PolkaWorld Interview | StakeFi could be the next DeFi hot topic

Recently, PolkaWorld interviewed Bifrost Co-Founder Lurpis. The interview was about the role of Staking derivatives in the ecosystem, what stage of development its market is in, what actions it will take to achieve its goals and what derivative assets it plans to launch in the future. Read the interview to learn how to empower the StakeFi economy.

In the PoS network, users can obtain the benefits of Staking by pledging tokens in the network to provide security for the network itself. The problem is the assets in Staking cannot be used within a certain locking period. Staking derivatives can release the liquidity of Staking assets to improve their utilization.

On this issue, PolkaWorld interviewed Lurpis, the founder of the Polkadot ecosystem liquidity derivatives protocol, Bifrost. He believed that「StakeFi」, which combines Staking Derivatives with DeFi, is expected to become the next DeFi track worthy of attention, and Bifrost protocol, based on the Polkadot and Kusama ecosystem have some natural advantages.

- What is Staking derivatives and what problems can it solve?

Staking derivatives has the function to issue corresponding vouchers to the original tokens (such as DOT/KSM) staked in the platform. General users, who are holding this voucher, can obtain the benefits of Staking, while using the voucher to maximize their rewards. After the end of the Staking cycle, this voucher can be rigidly changed back with the original Token.
Staking derivatives mainly solve three problems.

The First One: Under the PoS consensus, benefits of DeFi and Staking are in conflict.
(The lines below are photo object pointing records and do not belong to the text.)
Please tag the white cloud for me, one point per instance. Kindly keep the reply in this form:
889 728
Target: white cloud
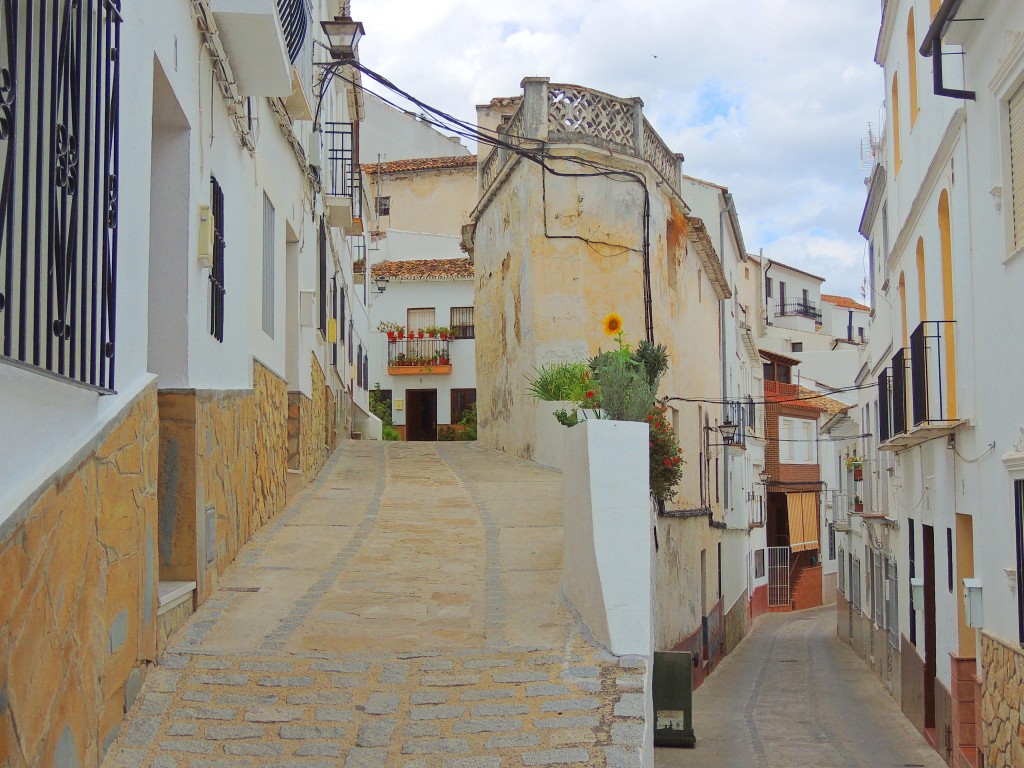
770 97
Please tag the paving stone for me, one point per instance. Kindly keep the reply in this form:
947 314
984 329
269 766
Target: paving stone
180 744
519 677
584 721
498 710
221 679
510 741
439 712
449 680
488 725
423 728
627 733
556 757
434 745
363 758
630 706
477 695
265 667
623 757
239 699
321 697
376 733
428 696
382 704
311 731
320 750
155 704
570 705
273 715
205 713
347 681
141 731
331 715
285 682
547 689
581 672
352 667
260 750
223 732
435 665
485 664
212 664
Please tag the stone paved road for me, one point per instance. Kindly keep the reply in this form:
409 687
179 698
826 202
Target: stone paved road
402 611
793 695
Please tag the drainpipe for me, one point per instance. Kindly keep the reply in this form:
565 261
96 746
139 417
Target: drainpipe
724 352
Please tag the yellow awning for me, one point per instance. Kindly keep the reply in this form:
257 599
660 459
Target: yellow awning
803 510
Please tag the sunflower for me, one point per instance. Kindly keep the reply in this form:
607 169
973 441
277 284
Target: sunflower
612 324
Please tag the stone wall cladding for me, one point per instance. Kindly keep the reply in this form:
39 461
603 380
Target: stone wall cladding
78 606
1003 694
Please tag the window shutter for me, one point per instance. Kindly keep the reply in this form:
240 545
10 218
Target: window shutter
1017 164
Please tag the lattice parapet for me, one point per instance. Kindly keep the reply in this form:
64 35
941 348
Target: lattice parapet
659 156
582 112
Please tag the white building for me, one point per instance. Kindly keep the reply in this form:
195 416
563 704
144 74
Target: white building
167 310
943 461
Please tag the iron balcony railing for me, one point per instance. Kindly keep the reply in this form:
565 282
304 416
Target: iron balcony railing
59 133
931 377
418 352
344 177
800 308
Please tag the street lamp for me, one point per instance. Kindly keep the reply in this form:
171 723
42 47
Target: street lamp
344 35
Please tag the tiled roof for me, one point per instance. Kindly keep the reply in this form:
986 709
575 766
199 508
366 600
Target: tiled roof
424 269
421 164
844 302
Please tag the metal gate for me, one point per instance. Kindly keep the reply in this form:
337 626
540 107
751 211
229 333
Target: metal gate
778 576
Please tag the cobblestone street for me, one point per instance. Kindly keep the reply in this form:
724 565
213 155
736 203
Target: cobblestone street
402 610
793 694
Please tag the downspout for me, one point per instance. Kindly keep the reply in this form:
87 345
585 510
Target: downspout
724 353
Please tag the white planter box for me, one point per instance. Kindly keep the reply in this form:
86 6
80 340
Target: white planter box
607 521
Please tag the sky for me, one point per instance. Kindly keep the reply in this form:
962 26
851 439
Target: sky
768 97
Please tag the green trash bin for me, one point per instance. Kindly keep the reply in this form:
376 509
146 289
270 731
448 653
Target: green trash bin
673 689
Here it is an example: We want to build a Dapp in the Polkadot ecosystem. Assuming it is a Lending protocol, users need to provide KSM to others for Lending, then the interest they provide must be at least higher than KSM’s own Staking reward (currently about 18% APY). Doing so, we can attract KSM for storage, because we have the best choice for our users. Therefore, there will be a lot of pressure on the loan agreement in the PoS network - to provide such a high income, the first thing to do is to get high subsidies, and the second is to charge higher interest from the KSM lender.

This is because the token itself can be used for Staking to generate revenue, which means that the token of the PoS network itself has a certain capital cost. DeFi must cover the capital cost to generate users and traffic, so DeFi and the bottom of the public chain are competing with each other.
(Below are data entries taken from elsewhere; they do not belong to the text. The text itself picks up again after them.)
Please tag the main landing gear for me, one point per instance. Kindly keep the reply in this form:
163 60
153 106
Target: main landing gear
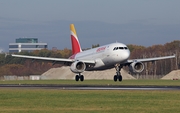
118 76
81 77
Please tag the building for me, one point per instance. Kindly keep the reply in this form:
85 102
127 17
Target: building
26 44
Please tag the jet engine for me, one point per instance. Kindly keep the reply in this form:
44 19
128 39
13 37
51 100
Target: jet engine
78 67
136 67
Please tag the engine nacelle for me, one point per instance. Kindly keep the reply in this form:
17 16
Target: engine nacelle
136 67
78 67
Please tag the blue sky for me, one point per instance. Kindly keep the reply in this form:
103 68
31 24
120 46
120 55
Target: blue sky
141 22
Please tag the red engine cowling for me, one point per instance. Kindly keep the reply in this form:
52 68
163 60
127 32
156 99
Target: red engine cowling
136 67
78 67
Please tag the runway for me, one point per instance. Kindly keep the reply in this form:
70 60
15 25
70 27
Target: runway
86 87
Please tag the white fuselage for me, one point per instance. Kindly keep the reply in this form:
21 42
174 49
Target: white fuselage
105 56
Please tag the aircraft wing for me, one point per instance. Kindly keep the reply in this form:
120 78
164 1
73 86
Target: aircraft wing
150 59
61 60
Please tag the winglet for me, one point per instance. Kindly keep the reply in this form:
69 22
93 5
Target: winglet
76 48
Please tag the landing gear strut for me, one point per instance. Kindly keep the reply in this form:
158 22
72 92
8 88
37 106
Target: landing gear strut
118 75
81 77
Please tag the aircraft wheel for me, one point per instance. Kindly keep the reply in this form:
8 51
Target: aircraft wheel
120 78
77 77
115 78
82 78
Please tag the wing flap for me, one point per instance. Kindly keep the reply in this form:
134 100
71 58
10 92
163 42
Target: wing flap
53 59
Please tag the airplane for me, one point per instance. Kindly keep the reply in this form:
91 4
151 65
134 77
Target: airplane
113 55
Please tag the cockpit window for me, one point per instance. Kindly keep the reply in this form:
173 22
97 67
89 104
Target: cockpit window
120 48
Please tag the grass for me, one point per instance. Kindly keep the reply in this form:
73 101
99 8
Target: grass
99 82
92 101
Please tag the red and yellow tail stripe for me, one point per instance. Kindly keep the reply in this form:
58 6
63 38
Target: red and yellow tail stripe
76 48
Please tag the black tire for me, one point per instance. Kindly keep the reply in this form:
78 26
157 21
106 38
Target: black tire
115 78
77 77
120 78
82 78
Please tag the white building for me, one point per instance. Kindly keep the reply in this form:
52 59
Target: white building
26 44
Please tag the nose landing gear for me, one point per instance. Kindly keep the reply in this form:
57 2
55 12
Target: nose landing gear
118 75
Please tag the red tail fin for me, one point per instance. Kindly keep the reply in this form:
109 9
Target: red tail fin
76 48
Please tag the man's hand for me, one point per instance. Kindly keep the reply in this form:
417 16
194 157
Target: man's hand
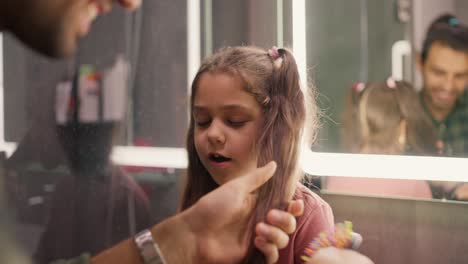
220 219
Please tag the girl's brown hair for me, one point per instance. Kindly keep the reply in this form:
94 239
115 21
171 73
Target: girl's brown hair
373 114
274 82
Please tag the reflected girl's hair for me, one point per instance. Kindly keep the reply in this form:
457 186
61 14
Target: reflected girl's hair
373 114
273 80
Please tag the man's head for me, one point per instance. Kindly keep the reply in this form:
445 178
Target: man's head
53 27
444 65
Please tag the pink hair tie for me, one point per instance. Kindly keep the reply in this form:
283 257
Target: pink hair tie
274 53
391 83
359 87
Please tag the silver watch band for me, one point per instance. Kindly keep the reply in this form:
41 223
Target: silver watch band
149 250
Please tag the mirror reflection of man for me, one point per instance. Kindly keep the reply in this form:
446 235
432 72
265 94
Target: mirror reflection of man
443 63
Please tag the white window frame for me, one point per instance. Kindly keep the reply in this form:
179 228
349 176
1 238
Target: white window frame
314 163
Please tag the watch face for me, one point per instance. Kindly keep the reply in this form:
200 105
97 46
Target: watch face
148 249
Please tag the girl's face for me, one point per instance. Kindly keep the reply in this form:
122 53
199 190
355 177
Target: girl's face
227 120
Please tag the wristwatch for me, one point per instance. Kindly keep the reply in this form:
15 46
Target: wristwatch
149 250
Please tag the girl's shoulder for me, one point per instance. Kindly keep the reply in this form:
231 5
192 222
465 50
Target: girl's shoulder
312 201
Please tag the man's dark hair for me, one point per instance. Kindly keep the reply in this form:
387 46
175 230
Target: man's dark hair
446 30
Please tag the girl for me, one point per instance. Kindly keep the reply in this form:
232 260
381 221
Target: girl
385 118
247 108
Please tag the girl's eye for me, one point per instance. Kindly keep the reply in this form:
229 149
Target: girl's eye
235 123
202 123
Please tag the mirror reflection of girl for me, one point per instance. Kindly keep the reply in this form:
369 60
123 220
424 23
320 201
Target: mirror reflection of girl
385 118
247 109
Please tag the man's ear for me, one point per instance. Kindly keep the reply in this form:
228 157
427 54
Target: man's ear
419 62
402 132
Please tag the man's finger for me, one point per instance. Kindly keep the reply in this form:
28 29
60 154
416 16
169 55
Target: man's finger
252 181
268 249
296 207
281 219
272 234
130 4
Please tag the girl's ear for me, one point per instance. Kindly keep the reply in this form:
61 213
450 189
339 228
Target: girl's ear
419 62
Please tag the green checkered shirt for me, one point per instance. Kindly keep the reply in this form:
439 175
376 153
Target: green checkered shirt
453 131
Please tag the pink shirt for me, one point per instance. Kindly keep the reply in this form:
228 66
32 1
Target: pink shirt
317 217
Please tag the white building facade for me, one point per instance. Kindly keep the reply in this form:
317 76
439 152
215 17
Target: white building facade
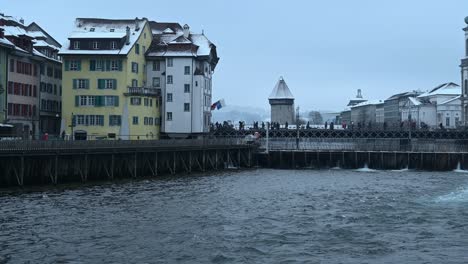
464 78
181 65
439 106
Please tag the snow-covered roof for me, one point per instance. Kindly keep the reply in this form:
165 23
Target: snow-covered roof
443 89
97 35
37 34
96 28
169 40
6 42
371 102
42 43
451 100
10 18
281 91
15 31
39 54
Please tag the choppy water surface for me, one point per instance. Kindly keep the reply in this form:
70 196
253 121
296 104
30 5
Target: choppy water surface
258 216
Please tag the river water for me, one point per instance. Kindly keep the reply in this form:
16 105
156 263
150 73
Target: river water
254 216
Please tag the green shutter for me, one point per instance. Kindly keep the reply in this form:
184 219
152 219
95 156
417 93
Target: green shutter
92 65
101 83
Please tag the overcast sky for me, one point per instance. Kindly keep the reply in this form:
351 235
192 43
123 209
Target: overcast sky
325 50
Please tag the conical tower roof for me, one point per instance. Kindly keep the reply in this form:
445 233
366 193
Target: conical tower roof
281 91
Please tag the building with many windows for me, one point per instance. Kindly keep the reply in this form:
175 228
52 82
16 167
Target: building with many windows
181 64
5 47
105 94
23 79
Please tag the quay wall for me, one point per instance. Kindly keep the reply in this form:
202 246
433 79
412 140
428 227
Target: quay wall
54 162
382 160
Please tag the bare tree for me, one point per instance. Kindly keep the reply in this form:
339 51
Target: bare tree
315 118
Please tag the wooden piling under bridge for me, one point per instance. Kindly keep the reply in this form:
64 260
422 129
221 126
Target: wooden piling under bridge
382 160
54 162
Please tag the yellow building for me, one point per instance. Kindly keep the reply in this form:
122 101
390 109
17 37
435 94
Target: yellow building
104 81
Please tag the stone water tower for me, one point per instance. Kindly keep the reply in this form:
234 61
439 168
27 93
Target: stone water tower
282 103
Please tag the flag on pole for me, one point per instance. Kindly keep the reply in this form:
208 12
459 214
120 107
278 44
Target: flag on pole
218 104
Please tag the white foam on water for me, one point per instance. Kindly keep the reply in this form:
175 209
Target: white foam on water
365 169
401 170
460 195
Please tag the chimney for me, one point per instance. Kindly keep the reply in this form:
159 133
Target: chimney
186 31
137 25
359 95
127 40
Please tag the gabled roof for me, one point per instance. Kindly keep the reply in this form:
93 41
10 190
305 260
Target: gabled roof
97 28
443 89
42 33
281 91
173 43
451 99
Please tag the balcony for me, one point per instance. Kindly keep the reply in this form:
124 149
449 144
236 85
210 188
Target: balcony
143 91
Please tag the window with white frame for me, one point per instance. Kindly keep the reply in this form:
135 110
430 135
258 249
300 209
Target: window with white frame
135 101
74 65
156 66
109 84
80 120
156 82
134 67
114 65
110 100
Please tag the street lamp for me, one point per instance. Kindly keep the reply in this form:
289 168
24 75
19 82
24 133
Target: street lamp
297 127
72 125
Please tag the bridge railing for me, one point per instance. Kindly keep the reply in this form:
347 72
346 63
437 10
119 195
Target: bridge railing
36 145
362 144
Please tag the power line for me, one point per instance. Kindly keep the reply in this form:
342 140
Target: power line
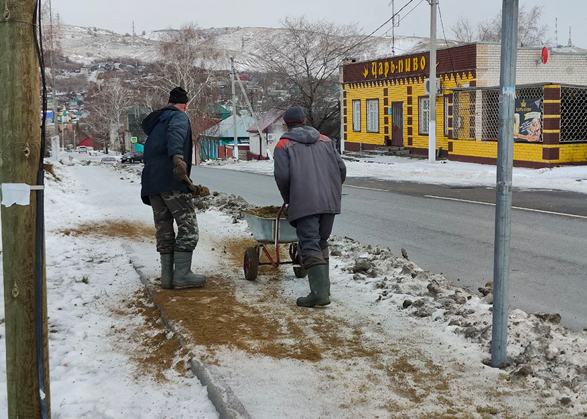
446 42
405 16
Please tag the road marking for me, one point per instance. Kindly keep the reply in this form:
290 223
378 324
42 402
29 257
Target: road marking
367 188
518 208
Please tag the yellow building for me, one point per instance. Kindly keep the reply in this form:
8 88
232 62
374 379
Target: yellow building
386 103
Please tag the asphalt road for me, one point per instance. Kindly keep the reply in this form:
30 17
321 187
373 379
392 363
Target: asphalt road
455 238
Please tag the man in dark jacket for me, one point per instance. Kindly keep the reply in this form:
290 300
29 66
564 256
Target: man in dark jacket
168 160
309 173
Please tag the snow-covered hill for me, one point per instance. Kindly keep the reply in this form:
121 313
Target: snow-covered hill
87 45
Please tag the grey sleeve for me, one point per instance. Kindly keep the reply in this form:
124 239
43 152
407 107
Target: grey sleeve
177 130
281 172
340 162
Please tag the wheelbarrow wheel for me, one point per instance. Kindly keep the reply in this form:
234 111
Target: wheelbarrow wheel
251 264
300 272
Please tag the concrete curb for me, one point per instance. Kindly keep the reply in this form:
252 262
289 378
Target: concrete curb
220 394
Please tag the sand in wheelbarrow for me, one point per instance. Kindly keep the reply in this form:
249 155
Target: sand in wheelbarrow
264 212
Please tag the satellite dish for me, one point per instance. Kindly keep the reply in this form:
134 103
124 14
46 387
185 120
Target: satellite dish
544 55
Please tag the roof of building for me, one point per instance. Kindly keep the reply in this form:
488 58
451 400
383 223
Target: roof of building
266 120
225 128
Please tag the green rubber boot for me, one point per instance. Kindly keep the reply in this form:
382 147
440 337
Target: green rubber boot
319 284
183 277
166 270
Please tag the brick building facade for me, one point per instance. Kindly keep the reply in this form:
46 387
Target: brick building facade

In addition to ensuring that assets have the most basic rate of return, derivatives can also help solve this problem. When derivatives are used as assets in the Lending protocol, in fact, the derivatives borrowed by users contain the proceeds of Staking, and the additional proceeds are provided by the DeFi asset agreement.

At present, Ethereum 2.0 has not been launched, and there has not been a large-scale outbreak of DeFi under PoS networks such as Polkadot or Cosmos. However, with the development of the PoS consensus and the DeFi ecosystem on it, whether it is Polkadot or after Ethereum has been transformed into PoS consensus, this will become a more and more prominent problem.

The Second One: Cross chain costs.

Cross chain is certainly a development trend of blockchain in the future, but crossing the assets in the PoS chain means giving up the benefits of Staking. For example, if I want to cross Ethereum 2.0 assets into Polkadot ecosystem, my capital cost of crossing chain is the 4.2% annual Staking reward of Ethereum 2.0. Once I deposit my assets on the cross-chain bridge, my Ethereum will have no Staking reward, so my cross chain cost will be at least 4.2% annualized. If the other party’s cross chain application doesn’t cover this 4.2%, it’s not convenient to cross the chain, because it means users will lose money .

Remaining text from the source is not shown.